Ellogon is a multi-lingual, cross-platform, general-purpose language engineering environment, developed in order to aid both researchers who are doing research in computational linguistics, as well as companies who produce and deliver language engineering systems. Ellogon as a language engineering platform offers an extensive set of facilities, including tools for processing and visualising textual/HTML/XML data and associated linguistic information, support for lexical resources (like creating and embedding lexicons), tools for creating annotated corpora, accessing databases, comparing annotated data, or transforming linguistic information into vectors for use with various machine learning algorithms.

During the last decade, a large number of software infrastructures aiming at facilitating R&D in the field of natural language processing have been presented. Some of these infrastructures, such as LT-NSL/LT-XML tools or GATE, have become extremely popular as they have been applied to a wide range of tasks by many institutions around the world.
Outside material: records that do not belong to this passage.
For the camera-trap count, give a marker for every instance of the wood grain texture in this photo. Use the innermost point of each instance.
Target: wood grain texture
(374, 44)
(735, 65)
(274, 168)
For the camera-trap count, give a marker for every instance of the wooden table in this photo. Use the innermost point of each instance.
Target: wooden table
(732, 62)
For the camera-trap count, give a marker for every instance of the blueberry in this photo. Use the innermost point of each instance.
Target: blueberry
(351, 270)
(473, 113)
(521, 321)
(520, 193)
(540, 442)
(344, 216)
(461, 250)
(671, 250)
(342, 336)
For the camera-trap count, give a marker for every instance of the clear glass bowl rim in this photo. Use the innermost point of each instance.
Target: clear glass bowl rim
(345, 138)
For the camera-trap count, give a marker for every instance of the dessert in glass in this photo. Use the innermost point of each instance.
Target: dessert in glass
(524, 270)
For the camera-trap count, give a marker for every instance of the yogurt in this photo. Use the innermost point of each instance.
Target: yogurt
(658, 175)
Ellogon belongs to the category of referential or annotation based platforms, where the linguistic information is stored separately from the textual data, having references back to the original text. Based on the TIPSTER data model, Ellogon provides infrastructure for:

  • Managing, storing and exchanging textual data as well as the associated linguistic information.
  • Creating, embedding and managing linguistic processing components.
  • Facilitating communication among different linguistic components by defining a suitable programming interface (API).
  • Visualising textual data and associated linguistic information.